Under the multi-member Hare-Clark system he better off, but still not out of the woods. It is possible that a Save Our Schools political party could emerge. Under Hare-Clark it might get enough votes to grab a seat. Even so, the new MLA as a public-sector advocate would still side with Labor on the floor of the House.

This Budget does not threaten Stanhope’s survival chance. In fact, in the long term, it improves it.

Stanhope knows the Government cannot keep spending more than it brings in. If it did it would go the way of Labor Government’s in South Australia and Victoria in the 1980s, and indeed, any other government that got on the wrong side of Micawber’s equation.

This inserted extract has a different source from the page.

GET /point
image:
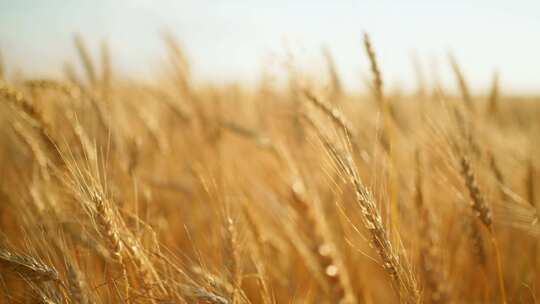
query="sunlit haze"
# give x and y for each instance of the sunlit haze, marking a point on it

Stanhope, two and half years out from an election and with a fairly robust economy and public sector debt level, knows that a little non-survival-threatening pain now will avert a survival-threatening correction imposed later on.

The cuts to spending are well-timed politics, and needed given we spend 20 per cent more than the Australian state and territory average, all of which can be put down to inefficiency, frivolity or policy decisions to provide services not provided elsewhere.

The revenue side is different. We raise 11 per cent less than average, but that is not an excuse to put revenue up, as Stanhope asserts. This is because nearly all the 11 per cent can be put down to the disability of having the Commonwealth as our largest employer and property owner yet exempt from rates, land tax and payroll tax. And we are compensated for that under the Commonwealth Grants Commission provisions. The commission says with that disability taken into account we raise about average in revenue.

It means that the new imposts of more than $450 a household will make us an over-taxing jurisdiction. Inevitably that means a flight of some capital a people and therefore an even narrower tax base.

There may be more political pain in this than the school closures because it affects a wider range of people (not just public-school parents) and therefore affects more swinging voters.

It is a myth to think that Canberra is a natural Labor town with only rare dalliances with the Libs.

Canberra voters are like any others. Economic well-being is important. A Federal Labor Government boosts the town’s main industry – federal administration – and so is good for all. But a territory Labor government that taxes heavily is not and is vulnerable as any other.

That is why Stanhope got in now – while he has got an Opposition with a reluctant and untested leader and an ambitious potentially destabilising deputy. A perfect time to survive a tough Budget.